Even though the ozone layer is mostly depleting — well — because of our own lack of discretion, it seems as though there's another culprit to blame. While you may be familiar with the auroras in the realm of the aurora borealis or Northern Lights, other types of auroras can evidently do a number on our fragile-yet-beloved atmosphere.
It turns out auroras tore a 250-mile hole in the ozone layer, which has left scientists shocked and incredibly concerned.
Researchers had previously hypothesized that the auroras would result in some sort of change, but little did they realize how drastic it would be.
“This is the first observational study in the world to show that radiation belt electron fallout from space around the Earth has a direct, immediate, and localized effect on atmospheric changes in the mesosphere,” reads a statement from the press release.
“This study revealed that radiation belt electrons falling into the atmosphere from space around the Earth have a rapid and localized effect on the composition of the microatmosphere, including ozone,” the statement continued.
How are auroras creating holes in the ozone layer?
An international research team from Japan, the U.S., and Canada published a study on Oct. 11 to Scientific Reports, which showed how a certain type of aurora is affecting our atmosphere's ozone layer.
Scientists discovered auroras may be creating holes in the ozone layer when they found a 250-mile-wide gaping hole in the ozone layer, just above an aurora. Scientists were shocked by the immediacy and extent of the effects — the hole within about 90 minutes of the aurora's appearance.
This happens because isolated proton auroras evidently expend plasma, which contain electrons. The electons become ionized and charged up when they fall along magnetic field lines, aka along the ozone layer, and they start producing nitrogen oxides and hydrogen oxides.

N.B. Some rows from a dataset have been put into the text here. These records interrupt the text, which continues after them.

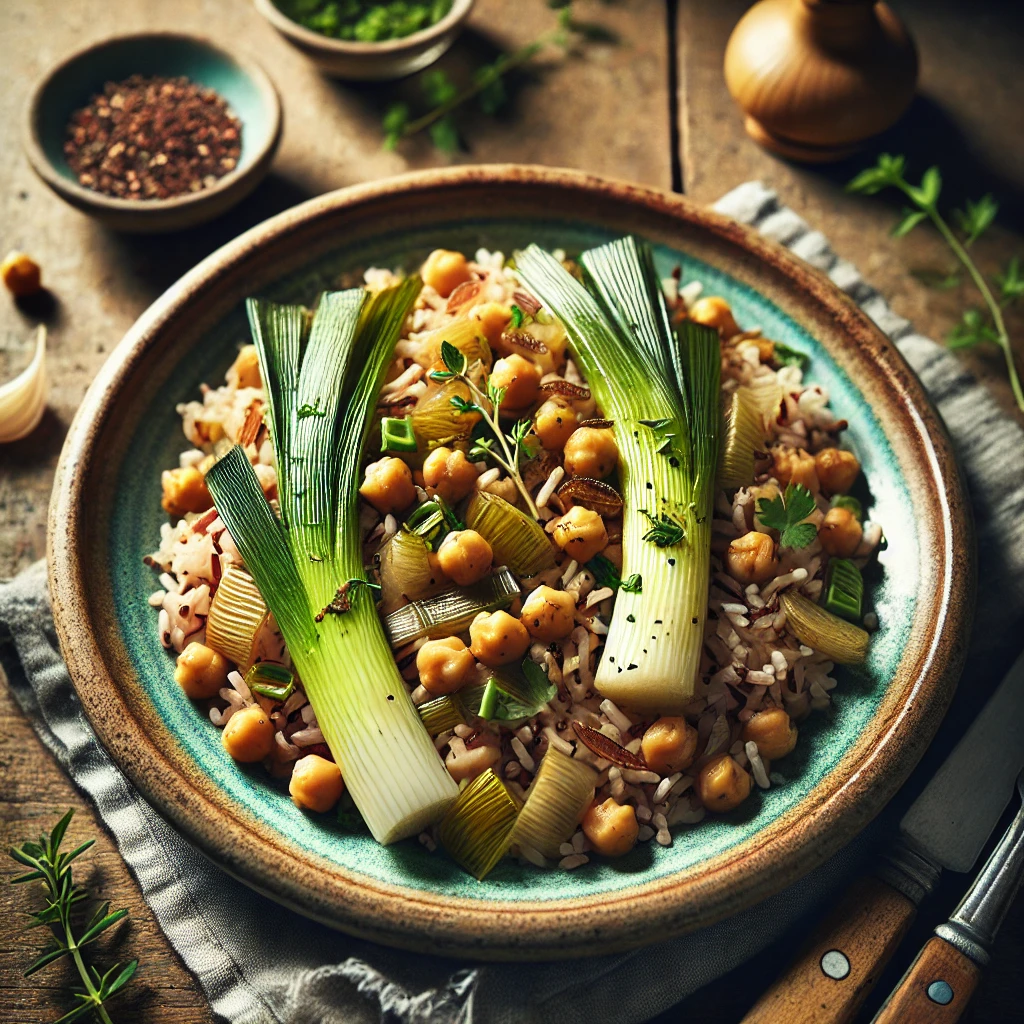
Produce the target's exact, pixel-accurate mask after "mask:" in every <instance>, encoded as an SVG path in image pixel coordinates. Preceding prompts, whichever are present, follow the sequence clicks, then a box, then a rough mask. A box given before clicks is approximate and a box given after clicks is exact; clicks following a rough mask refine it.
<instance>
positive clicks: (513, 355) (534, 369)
mask: <svg viewBox="0 0 1024 1024" xmlns="http://www.w3.org/2000/svg"><path fill="white" fill-rule="evenodd" d="M490 383H492V384H493V385H494V386H495V387H503V388H505V397H504V398H502V409H503V410H506V411H508V410H522V409H526V408H527V407H528V406H532V404H534V402H535V401H537V388H538V385H539V384H540V383H541V371H540V369H539V368H538V367H537V365H536V364H534V362H530V361H529V359H527V358H525V357H524V356H522V355H519V353H518V352H513V353H512V354H511V355H506V356H505V357H504V358H502V359H499V360H498V361H497V362H496V364H495V368H494V370H492V371H490Z"/></svg>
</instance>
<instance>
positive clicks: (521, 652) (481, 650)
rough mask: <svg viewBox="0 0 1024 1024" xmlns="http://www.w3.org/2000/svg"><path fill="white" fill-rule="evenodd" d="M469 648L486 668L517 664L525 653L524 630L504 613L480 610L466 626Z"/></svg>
mask: <svg viewBox="0 0 1024 1024" xmlns="http://www.w3.org/2000/svg"><path fill="white" fill-rule="evenodd" d="M469 639H470V644H469V649H470V650H471V651H472V652H473V656H474V657H475V658H476V659H477V660H478V662H482V663H483V664H484V665H485V666H487V668H490V669H497V668H498V667H499V666H500V665H508V664H509V662H516V660H518V659H519V658H521V657H522V656H523V654H525V653H526V648H527V647H528V646H529V634H528V633H527V632H526V627H525V626H523V625H522V623H520V622H519V620H518V618H513V617H512V616H511V615H510V614H509V613H508V612H507V611H490V612H487V611H481V612H480V613H479V614H478V615H477V616H476V618H474V620H473V622H472V625H471V626H470V627H469Z"/></svg>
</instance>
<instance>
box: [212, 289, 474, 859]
mask: <svg viewBox="0 0 1024 1024" xmlns="http://www.w3.org/2000/svg"><path fill="white" fill-rule="evenodd" d="M419 289H420V282H419V280H418V279H410V280H408V281H406V282H402V283H401V284H400V285H397V286H395V287H394V288H390V289H384V290H382V291H380V292H377V293H375V294H373V295H370V296H368V295H367V293H365V292H364V291H361V290H352V291H348V292H336V293H332V294H328V295H325V296H324V297H323V298H322V300H321V303H319V307H318V309H317V311H316V315H315V316H314V317H313V319H312V323H311V324H310V322H309V317H308V314H307V313H306V311H305V310H304V309H303V308H301V307H300V306H282V305H275V304H273V303H269V302H262V301H254V300H250V301H249V303H248V312H249V321H250V325H251V327H252V331H253V339H254V341H255V342H256V347H257V351H258V354H259V360H260V373H261V376H262V379H263V381H264V384H265V386H266V390H267V404H268V413H269V415H268V417H267V420H268V423H269V425H270V431H271V437H272V440H273V446H274V454H275V456H276V461H278V488H279V495H280V509H281V517H282V521H279V520H278V518H276V517H275V516H274V513H273V511H272V510H271V508H270V506H269V505H268V504H267V502H266V500H265V498H264V497H263V492H262V489H261V488H260V485H259V481H258V480H257V478H256V474H255V472H254V470H253V467H252V466H251V465H250V463H249V460H248V458H247V457H246V454H245V452H244V451H243V450H242V449H241V447H234V449H232V450H231V451H230V452H228V453H227V454H226V455H225V456H224V457H223V458H222V459H221V460H220V461H219V462H218V463H217V464H216V465H215V466H214V467H213V468H212V469H211V470H210V471H209V473H208V474H207V477H206V479H207V483H208V485H209V487H210V492H211V494H212V495H213V498H214V501H215V504H216V507H217V510H218V512H219V513H220V516H221V518H222V519H223V520H224V523H225V524H226V526H227V528H228V530H229V531H230V535H231V538H232V539H233V540H234V543H236V544H237V545H238V548H239V550H240V552H241V553H242V557H243V558H244V559H245V563H246V566H247V568H248V569H249V571H250V572H251V573H252V575H253V579H254V580H255V582H256V584H257V586H258V587H259V590H260V593H261V594H262V595H263V598H264V599H265V600H266V603H267V605H268V606H269V608H270V611H271V612H272V613H273V616H274V618H275V621H276V623H278V626H279V627H280V629H281V631H282V634H283V636H284V638H285V641H286V642H287V644H288V648H289V651H290V652H291V655H292V659H293V660H294V663H295V667H296V670H297V672H298V674H299V676H300V677H301V679H302V684H303V686H304V688H305V691H306V695H307V696H308V697H309V701H310V703H311V705H312V707H313V710H314V711H315V713H316V719H317V722H318V724H319V727H321V729H322V730H323V732H324V736H325V738H326V740H327V743H328V745H329V746H330V749H331V753H332V755H333V756H334V758H335V760H336V761H337V762H338V764H339V765H340V767H341V769H342V773H343V774H344V777H345V784H346V787H347V790H348V792H349V793H350V794H351V796H352V799H353V800H354V802H355V805H356V807H358V809H359V811H360V813H361V814H362V816H364V818H365V819H366V822H367V825H368V827H369V828H370V830H371V833H373V835H374V837H375V839H377V841H378V842H380V843H391V842H394V841H395V840H398V839H402V838H404V837H406V836H411V835H415V834H416V833H418V831H421V830H422V829H423V828H424V827H426V826H427V825H428V824H430V823H431V822H433V821H436V820H437V819H438V818H439V817H440V816H441V815H442V814H443V813H444V811H445V810H446V809H447V807H449V805H450V804H451V803H452V802H453V800H454V799H455V797H456V796H457V786H456V784H455V782H454V781H453V779H452V777H451V776H450V775H449V773H447V771H446V770H445V769H444V765H443V764H442V763H441V760H440V758H439V756H438V754H437V752H436V751H435V750H434V746H433V743H432V742H431V741H430V736H429V735H428V733H427V731H426V730H425V729H424V728H423V725H422V723H421V722H420V717H419V715H417V713H416V709H415V708H414V707H413V702H412V700H410V699H409V697H408V695H407V692H406V687H404V684H403V682H402V680H401V677H400V675H399V674H398V669H397V667H396V666H395V663H394V659H393V657H392V656H391V652H390V650H389V648H388V645H387V642H386V639H385V637H384V633H383V630H382V629H381V624H380V620H379V618H378V615H377V609H376V606H375V604H374V601H373V598H372V594H371V592H370V588H368V587H366V586H361V587H360V586H354V585H353V583H352V581H355V582H357V583H358V582H365V578H364V568H362V555H361V537H360V531H359V528H358V493H357V487H358V483H359V476H360V474H359V472H358V470H359V461H360V458H361V454H362V450H364V446H365V445H366V441H367V437H368V435H369V433H370V430H371V427H372V426H373V422H374V417H373V413H374V410H375V408H376V402H377V395H378V393H379V391H380V386H381V382H382V381H383V378H384V375H385V373H386V370H387V367H388V365H389V364H390V361H391V358H392V355H393V351H394V345H395V341H396V339H397V337H398V333H399V331H400V329H401V325H402V323H403V322H404V318H406V316H407V314H408V312H409V309H410V308H411V307H412V304H413V301H414V300H415V298H416V295H417V294H418V292H419Z"/></svg>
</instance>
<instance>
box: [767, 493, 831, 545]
mask: <svg viewBox="0 0 1024 1024" xmlns="http://www.w3.org/2000/svg"><path fill="white" fill-rule="evenodd" d="M814 508H815V506H814V497H813V496H812V495H811V493H810V492H809V490H808V489H807V487H805V486H804V485H803V484H801V483H791V484H790V485H788V486H787V487H786V488H785V494H784V495H779V496H778V498H771V499H765V498H762V499H760V500H759V501H758V516H759V517H760V519H761V521H762V522H763V523H764V524H765V525H766V526H769V527H771V528H772V529H777V530H778V531H779V535H780V536H779V543H780V544H781V545H782V547H783V548H806V547H807V545H808V544H810V543H811V541H813V540H814V538H815V537H817V532H818V531H817V529H816V528H815V526H814V523H811V522H804V521H803V520H804V519H806V518H807V517H808V516H809V515H810V514H811V513H812V512H813V511H814Z"/></svg>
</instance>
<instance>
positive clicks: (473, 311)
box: [471, 302, 512, 348]
mask: <svg viewBox="0 0 1024 1024" xmlns="http://www.w3.org/2000/svg"><path fill="white" fill-rule="evenodd" d="M471 317H472V318H473V319H476V321H479V322H480V331H481V333H482V334H483V337H484V338H486V339H487V344H488V345H489V346H490V347H492V348H498V346H499V345H500V344H501V340H502V334H503V332H504V331H505V328H507V327H508V326H509V321H510V319H511V318H512V310H511V309H509V307H508V306H506V305H505V304H504V303H501V302H484V303H483V304H482V305H479V306H476V308H475V309H473V311H472V313H471Z"/></svg>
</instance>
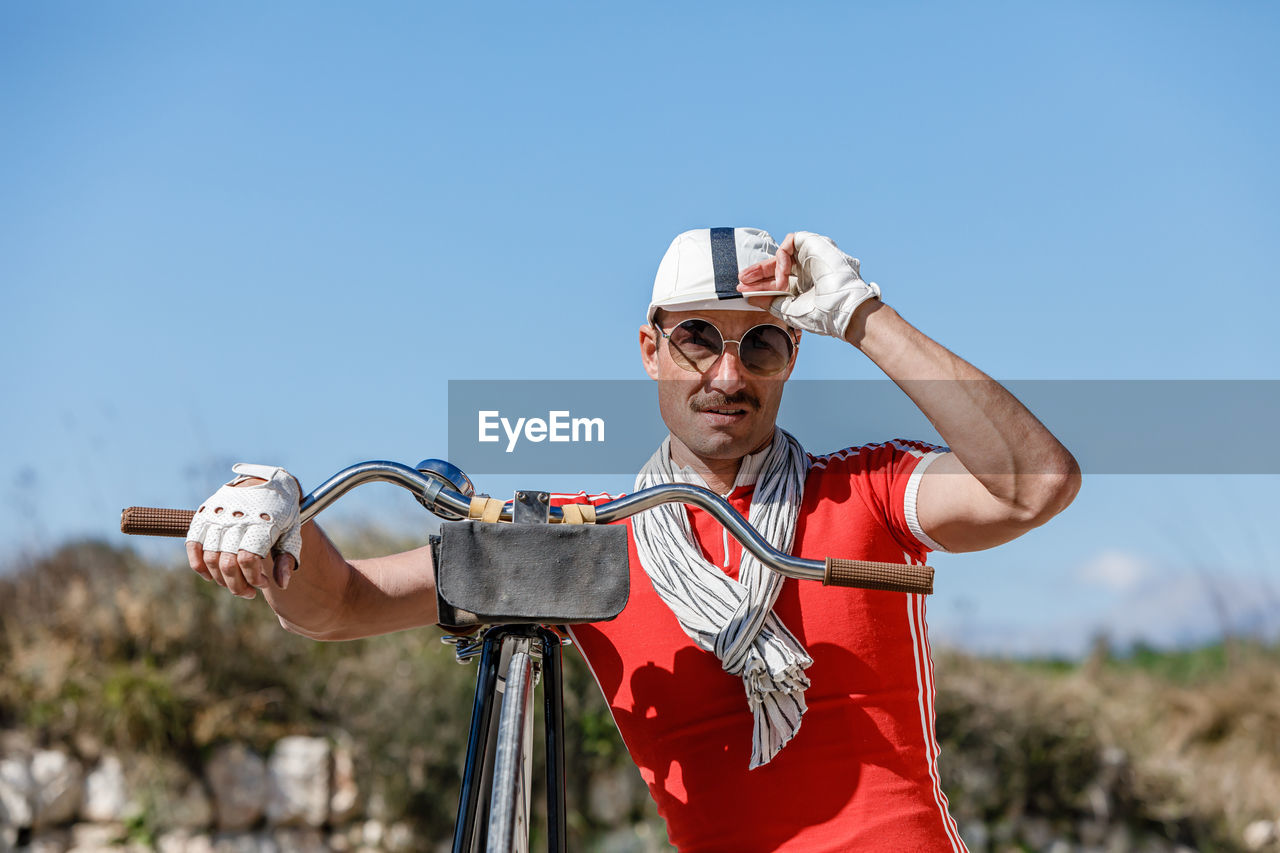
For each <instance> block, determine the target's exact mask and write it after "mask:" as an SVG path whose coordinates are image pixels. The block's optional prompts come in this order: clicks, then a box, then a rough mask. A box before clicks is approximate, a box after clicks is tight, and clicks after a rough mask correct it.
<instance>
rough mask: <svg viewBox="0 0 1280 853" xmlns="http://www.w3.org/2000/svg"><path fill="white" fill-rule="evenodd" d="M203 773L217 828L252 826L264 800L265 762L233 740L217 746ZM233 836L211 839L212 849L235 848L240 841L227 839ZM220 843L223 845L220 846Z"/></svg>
mask: <svg viewBox="0 0 1280 853" xmlns="http://www.w3.org/2000/svg"><path fill="white" fill-rule="evenodd" d="M205 776H206V777H207V779H209V786H210V789H211V790H212V793H214V813H215V815H216V817H218V829H220V830H224V831H227V830H243V829H248V827H250V826H253V825H255V824H256V822H257V821H259V818H260V817H261V816H262V803H264V802H265V800H266V762H264V761H262V758H261V757H259V756H257V754H256V753H253V752H252V751H250V749H248V748H247V747H244V745H243V744H238V743H233V744H228V745H225V747H221V748H219V749H218V752H215V753H214V756H212V757H211V758H210V760H209V763H207V765H206V766H205ZM230 838H232V836H225V838H224V836H219V838H216V839H214V849H215V850H223V849H224V848H225V849H228V850H238V849H242V848H239V847H225V844H239V841H232V840H228V839H230ZM219 844H223V845H224V847H219Z"/></svg>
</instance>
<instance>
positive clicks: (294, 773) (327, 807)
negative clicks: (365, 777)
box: [266, 736, 329, 826]
mask: <svg viewBox="0 0 1280 853" xmlns="http://www.w3.org/2000/svg"><path fill="white" fill-rule="evenodd" d="M266 785H268V795H266V821H268V824H270V825H273V826H298V825H302V826H323V825H324V822H325V820H328V817H329V742H328V740H325V739H324V738H302V736H291V738H280V739H279V740H276V742H275V747H274V748H273V749H271V758H270V761H268V776H266Z"/></svg>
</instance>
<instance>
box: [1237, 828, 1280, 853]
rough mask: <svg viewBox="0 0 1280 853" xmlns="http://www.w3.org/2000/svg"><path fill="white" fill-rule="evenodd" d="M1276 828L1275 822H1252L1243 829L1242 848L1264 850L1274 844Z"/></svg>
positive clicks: (1279, 834)
mask: <svg viewBox="0 0 1280 853" xmlns="http://www.w3.org/2000/svg"><path fill="white" fill-rule="evenodd" d="M1277 835H1280V833H1277V827H1276V824H1275V821H1253V822H1252V824H1249V825H1248V826H1245V827H1244V835H1243V840H1244V847H1247V848H1248V849H1251V850H1265V849H1266V848H1267V847H1270V845H1271V844H1275V841H1276V836H1277Z"/></svg>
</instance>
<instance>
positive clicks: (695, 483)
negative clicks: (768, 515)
mask: <svg viewBox="0 0 1280 853" xmlns="http://www.w3.org/2000/svg"><path fill="white" fill-rule="evenodd" d="M772 447H773V442H769V443H768V444H765V446H764V447H763V448H760V450H758V451H755V452H754V453H748V455H746V456H744V457H742V461H741V464H740V465H739V466H737V476H736V478H735V479H733V488H731V489H730V491H728V492H726V493H724V494H722V496H721V497H728V496H730V494H731V493H733V492H735V491H736V489H740V488H742V487H744V485H755V482H756V480H758V479H760V471H762V470H764V460H765V457H768V455H769V448H772ZM676 482H677V483H689V484H690V485H701V487H703V488H704V489H707V488H710V487H709V485H707V480H704V479H703V476H701V474H699V473H698V471H695V470H694V469H692V467H690V466H689V465H682V466H680V467H677V469H676Z"/></svg>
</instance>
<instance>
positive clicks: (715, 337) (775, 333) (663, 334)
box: [653, 319, 799, 377]
mask: <svg viewBox="0 0 1280 853" xmlns="http://www.w3.org/2000/svg"><path fill="white" fill-rule="evenodd" d="M653 327H654V328H655V329H658V334H660V336H662V337H664V338H667V341H668V342H669V343H671V359H672V361H675V362H676V364H677V365H680V366H681V368H684V369H685V370H690V371H692V373H707V370H709V369H710V366H712V365H714V364H716V361H717V359H719V357H721V355H722V353H723V352H724V347H726V346H727V345H730V343H736V345H737V360H739V361H741V362H742V366H744V368H746V369H748V370H750V371H751V373H754V374H756V375H759V377H773V375H777V374H780V373H782V371H783V370H786V368H787V365H788V364H791V356H794V355H795V351H796V346H799V345H797V343H796V341H795V339H794V338H792V337H791V333H790V332H788V330H787V329H785V328H782V327H781V325H774V324H772V323H762V324H760V325H754V327H751V328H750V329H748V330H746V334H744V336H742V338H741V339H740V341H726V339H724V336H723V334H721V330H719V329H717V328H716V325H714V324H713V323H709V321H708V320H698V319H692V320H682V321H681V323H678V324H676V327H675V328H673V329H672V330H671V332H663V330H662V327H660V325H658V324H657V323H654V324H653Z"/></svg>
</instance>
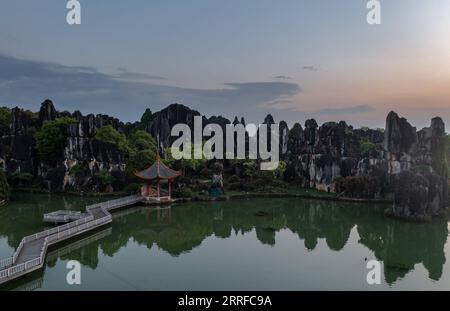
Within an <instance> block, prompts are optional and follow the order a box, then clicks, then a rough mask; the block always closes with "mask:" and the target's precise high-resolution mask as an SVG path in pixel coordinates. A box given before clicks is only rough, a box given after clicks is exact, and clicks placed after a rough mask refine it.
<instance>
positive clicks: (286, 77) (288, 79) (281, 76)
mask: <svg viewBox="0 0 450 311" xmlns="http://www.w3.org/2000/svg"><path fill="white" fill-rule="evenodd" d="M274 79H277V80H292V77H289V76H276V77H274Z"/></svg>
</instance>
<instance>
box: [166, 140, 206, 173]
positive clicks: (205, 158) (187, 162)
mask: <svg viewBox="0 0 450 311" xmlns="http://www.w3.org/2000/svg"><path fill="white" fill-rule="evenodd" d="M202 150H203V149H202ZM194 155H195V145H191V157H190V159H180V160H176V159H174V157H173V156H172V150H171V148H167V149H166V159H165V160H164V162H165V163H166V164H167V165H169V166H171V167H172V168H173V169H176V170H182V171H183V172H184V173H185V174H186V173H190V172H192V173H198V172H199V171H200V170H201V169H202V168H204V167H206V163H207V160H206V158H205V155H204V154H203V152H202V158H201V159H195V158H194Z"/></svg>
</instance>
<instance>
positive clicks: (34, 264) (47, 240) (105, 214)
mask: <svg viewBox="0 0 450 311" xmlns="http://www.w3.org/2000/svg"><path fill="white" fill-rule="evenodd" d="M141 201H142V196H140V195H132V196H128V197H125V198H121V199H116V200H112V201H107V202H102V203H99V204H94V205H90V206H87V207H86V213H80V215H81V216H82V217H81V218H80V219H78V220H76V221H72V222H69V223H67V224H65V225H60V226H58V227H55V228H52V229H49V230H46V231H42V232H38V233H35V234H33V235H30V236H27V237H24V238H23V239H22V241H21V242H20V244H19V247H18V248H17V249H16V251H15V253H14V255H13V256H12V257H9V258H5V259H3V260H0V285H1V284H4V283H6V282H9V281H12V280H14V279H17V278H19V277H22V276H24V275H26V274H29V273H31V272H33V271H36V270H39V269H42V268H43V267H44V264H45V258H46V256H47V250H48V248H49V247H50V246H52V245H55V244H58V243H60V242H63V241H66V240H68V239H71V238H74V237H77V236H80V235H82V234H85V233H87V232H89V231H93V230H95V229H97V228H100V227H103V226H105V225H108V224H110V223H111V222H112V215H111V212H113V211H114V210H118V209H121V208H125V207H130V206H133V205H135V204H139V203H140V202H141ZM66 216H67V215H66Z"/></svg>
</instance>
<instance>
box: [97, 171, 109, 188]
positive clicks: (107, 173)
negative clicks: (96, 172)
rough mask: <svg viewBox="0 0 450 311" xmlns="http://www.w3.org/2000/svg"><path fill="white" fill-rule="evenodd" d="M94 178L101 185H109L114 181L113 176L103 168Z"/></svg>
mask: <svg viewBox="0 0 450 311" xmlns="http://www.w3.org/2000/svg"><path fill="white" fill-rule="evenodd" d="M95 178H97V180H98V182H99V183H100V185H101V186H102V187H106V186H109V185H111V184H112V183H113V181H114V176H112V175H111V173H110V172H108V171H105V170H103V171H100V172H98V173H96V174H95Z"/></svg>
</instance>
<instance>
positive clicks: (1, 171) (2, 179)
mask: <svg viewBox="0 0 450 311" xmlns="http://www.w3.org/2000/svg"><path fill="white" fill-rule="evenodd" d="M9 195H10V188H9V184H8V180H7V179H6V175H5V173H4V172H3V170H0V200H1V201H7V200H9Z"/></svg>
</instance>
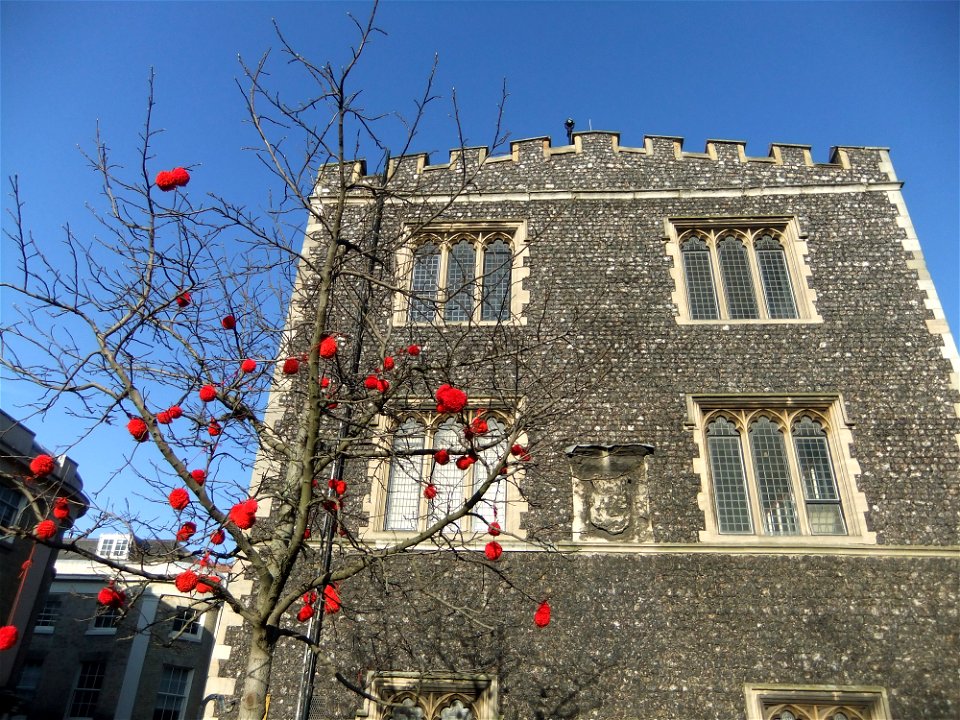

And even though it previously wasn't known how these charged particles were affecting the atmosphere's ozone layer, it's now recognized that they tear through it, contributing to a concerning amount of ozone loss.
Even though this finding is concerning, it will be useful for scientists to predict more atmospheric changes.
"The findings will help scientists predict fluctuations in space weather that could possibly affect the planet's atmosphere," Elizabeth Rayne of Space.com writes.
Does this mean the Northern Lights depletes the ozone layer?
If you're disappointed because you think the Northern Lights are doing this, that isn't quite the case.
According to Space.com, isolated proton auroras are different from the Northern Lights. They are visible to the human eye, however, they don't put on quite as big of a show. They produce more plasma, which brings those energetic ions and electrons with it, contributing to depletion and ozone holes.
The holes are a major issue, though, because it opens up the Earth's climate system to space weather — further contributing to global warming and other forms of extreme weather. Further research is to be done on the matter, but it doesn't exactly leave us feeling hopeful for the state of our planet.